Foreign policy analysts generally believe an immediate terrorist threat from Afghanistan is relatively low. The 2001 U.S. invasion decimated al Qaeda, and the subsequent 20-year military presence kept the group from fully reforming. Still, jihadi fighters are scattered throughout the country.
ISIS-K is a potentially destabilizing force inside Afghanistan, but the group has limited capability to conduct attacks elsewhere in the Middle East or Asia, let alone Europe or the U.S., specialists say. The group was responsible for a terrorist attack at the Kabul airport in late August that killed 13 U.S. service members.
The Taliban considers ISIS-K an enemy and has vowed to clamp down on it. It appears unlikely that ISIS-K will control any significant amount of Afghan territory in the near future.
‘High degree of uncertainty’
The long-term forecasts are much murkier. Analysts have doubts about the Taliban‘s willingness or capability to keep al Qaeda in check or to prevent ISIS-K from attracting recruits and spreading its violent ideology across the country.
Those questions and a host of others make it difficult to project the danger to the U.S. and its interests under the second round of Taliban rule.
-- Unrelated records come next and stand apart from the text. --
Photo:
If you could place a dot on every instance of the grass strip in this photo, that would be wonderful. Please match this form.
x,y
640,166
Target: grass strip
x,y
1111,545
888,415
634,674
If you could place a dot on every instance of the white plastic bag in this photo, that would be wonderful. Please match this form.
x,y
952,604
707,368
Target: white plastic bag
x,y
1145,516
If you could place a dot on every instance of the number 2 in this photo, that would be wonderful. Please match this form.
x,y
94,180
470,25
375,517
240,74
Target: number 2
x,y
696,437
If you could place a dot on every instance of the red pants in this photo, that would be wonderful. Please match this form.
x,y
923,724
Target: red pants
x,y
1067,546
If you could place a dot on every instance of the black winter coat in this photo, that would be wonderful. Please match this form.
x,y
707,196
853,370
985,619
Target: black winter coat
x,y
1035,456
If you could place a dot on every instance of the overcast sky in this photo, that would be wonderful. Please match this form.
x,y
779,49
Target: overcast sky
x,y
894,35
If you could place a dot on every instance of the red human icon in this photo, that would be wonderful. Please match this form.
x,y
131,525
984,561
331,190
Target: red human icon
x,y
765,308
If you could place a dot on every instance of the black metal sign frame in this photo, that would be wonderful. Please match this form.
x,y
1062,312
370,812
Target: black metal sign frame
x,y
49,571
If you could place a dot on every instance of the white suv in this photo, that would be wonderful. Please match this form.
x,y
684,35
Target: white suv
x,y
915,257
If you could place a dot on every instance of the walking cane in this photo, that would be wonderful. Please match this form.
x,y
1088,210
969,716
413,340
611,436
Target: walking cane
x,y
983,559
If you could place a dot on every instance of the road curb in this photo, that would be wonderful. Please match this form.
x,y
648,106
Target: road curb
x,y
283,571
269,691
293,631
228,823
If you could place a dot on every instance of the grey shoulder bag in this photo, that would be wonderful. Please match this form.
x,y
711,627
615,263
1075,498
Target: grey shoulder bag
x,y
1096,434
“There is disagreement on this question. What I would stress is there’s a high degree of uncertainty about this, and as a result, if you’re in the defense world, you plan for the more worrisome cases,” said Daniel Byman, a senior fellow in the Center for Middle East Policy at the Brookings Institution.
“The bad news is they’ve had 20 years to cut ties to al Qaeda and they haven’t,” Mr. Byman told The Times. “They’ve had a lot of good reasons to do that, and they haven’t done it. It’s not like today they’re going to see the light. The question is whether they will allow [al Qaeda] to do international terror attacks from Afghanistan. … It’s possible they will be pretty careful because they paid a heavy price the last time they allowed al Qaeda to have free rein.”
The U.S. isn’t the only nation skeptical of the Taliban‘s promises against terrorism. Even Russia has said it will not officially recognize the Taliban government in Afghanistan until it proves it will abide by the guarantees it has made.
“Official recognition of the Taliban is not under discussion for now,” Russian Foreign Minister Sergey Lavrov told reporters this week during a multinational meeting with Taliban leaders in Moscow. The Kremlin’s priorities appear to be to make sure Islamist terrorism in Afghanistan isn’t imported to Russia and that the current crisis in Afghanistan doesn’t spill over to Central Asian states that Moscow considers part of its security zone of influence.
“Like most of the other influential countries in the region, we are in contact with them,” Mr. Lavrov said of the Taliban. “We are prodding them to fulfill the promises they made when they came to power.”
U.S. officials have been reticent about long-term counterterrorism options beyond over-the-horizon strike capabilities, but they have confirmed that the Pentagon has talked with Russian military leaders about basing U.S. counterterrorism assets at Russian facilities near Afghanistan.
Defense Secretary Lloyd Austin confirmed before Congress late last month that Gen. Mark A. Milley, chairman of the Joint Chiefs of Staff, sought more detail from Moscow about a potential offer.
“I can assure you we are not seeking Russia‘s permission to do anything, but I believe … [Gen. Milley] asked for clarification [about] what that offer was,” Mr. Austin said.
The Taliban “would be a terrible partner in the fight against ISIS. They simply don’t have the capabilities to apply pressure to ISIS, and they won’t give us the access we’d need to do it ourselves,” Mr. Sales said. “They don’t bring a lot to the table in terms of the counterterrorism fight against ISIS.”